The result, Bridenstine hopes, will be “multiple providers competing on cost and innovation.”
“We need to drive down costs, we need to increase access, we need to make spaceflight more available to more people, that includes commercial activities,” he said. “We’re talking about manufacturing, we’re talking about tourism, we’re talking about pharmaceuticals, maybe fiber optics. We need to develop that very robust commercial marketplace in low-Earth orbit.”
With the establishment of private-sector operations near Earth, operations NASA can rely on for the more “routine” aspects of space transportation, the agency will focus on implementing an ambitious deep space exploration program.
The fiscal 2020 budget request includes $3.441 billion to continue development of the gargantuan Space Launch System — SLS — super booster and the Orion crew capsules it will carry to lunar orbit, along with ground systems and software.
“SLS is not reusable, but it is a critical piece of the architecture that enables us to deliver reusability to the moon,” Bridenstine said. “We’re talking about launching Gateway and Orion and the European service module, all of these things are part of a reusable architecture.”
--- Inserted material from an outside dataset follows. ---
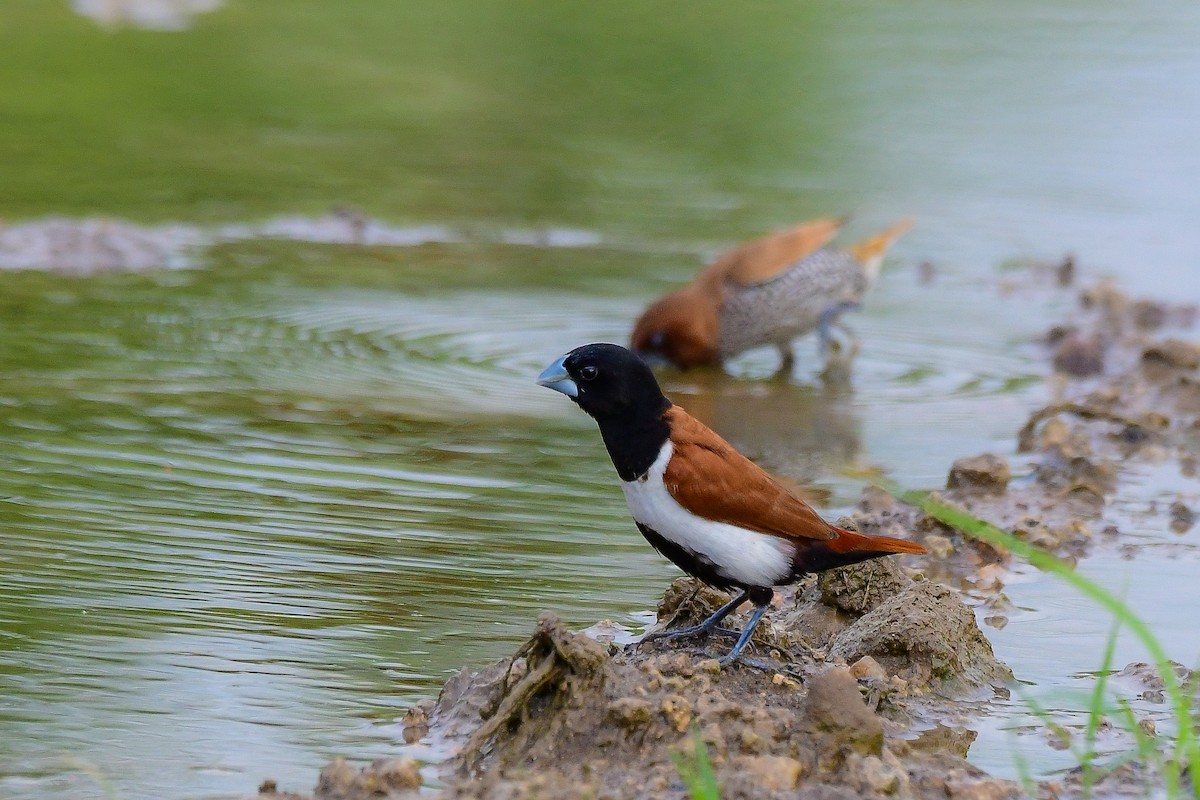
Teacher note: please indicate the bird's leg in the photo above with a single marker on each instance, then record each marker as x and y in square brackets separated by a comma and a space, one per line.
[829, 317]
[703, 627]
[787, 359]
[747, 633]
As for SLS, scheduled for its first test flight in 2020 and the program’s first piloted flight in 2022, “we’re talking about a rocket that’s bigger than any rocket that’s ever been built in human history, with a payload fairing capable of carrying volumes that we’ve never seen before, taller than the Statue of Liberty,” he said.
The new rocket will carry “not just astronauts to the moon, but at the same time co-manifested payloads. This is a transformational strategic capability for the United States of America.”
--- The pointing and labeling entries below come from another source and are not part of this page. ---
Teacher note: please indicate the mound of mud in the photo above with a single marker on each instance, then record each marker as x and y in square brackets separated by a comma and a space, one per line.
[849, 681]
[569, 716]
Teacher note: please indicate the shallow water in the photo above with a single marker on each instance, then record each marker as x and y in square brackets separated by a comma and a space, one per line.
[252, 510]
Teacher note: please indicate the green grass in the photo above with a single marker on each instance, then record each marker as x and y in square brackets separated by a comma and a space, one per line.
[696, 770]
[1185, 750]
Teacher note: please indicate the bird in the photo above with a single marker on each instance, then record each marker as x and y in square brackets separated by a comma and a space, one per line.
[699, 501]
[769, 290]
The budget includes $1.580 billion for public-private development of reusable piloted moon landers, Gateway’s solar electric power and propulsion module and other major components enabling astronauts to make short visits starting in 2024.
The budget request maintains NASA’s focus on Mars exploration, fully funding the Mars 2020 rover, which will look for signs of past biological activity on the red planet and store soil and rock samples for return to Earth aboard a future spacecraft.
“This is an amazing capability,” Bridenstine said. “For the first time, we’re going to cache samples of Mars for an eventual return. We’re also going to figure out how do we use the carbon dioxide on Mars to create oxygen that eventually humans will be able to breathe. … Mars 2020 is fully funded in this budget request.”
Other planetary science initiatives include Mars sample return studies and the Europa Clipper, scheduled for launch in 2023 and designed to make multiple flybys of Jupiter’s moon Europa where an icy crust hides a possibly habitable sub-surface ocean.
NASA’s most ambitious — and at $9.66 billion by far the most expensive — space science mission is the James Webb Space Telescope. Years behind schedule because of technical issues and management miscues, the James Webb is undergoing final tests and checkout before a planned launch in 2021. It would receive $352.6 million in the 2019 budget.
“It has been a challenge for me, as your NASA administrator, to go up to the hill and talk about the James Webb Space Telescope,” Bridenstine said. “Some of you might have seen those hearings, and they’re not fun. But I will also tell you this: this administration is committed to the James Webb Space Telescope, and we have bipartisan support.”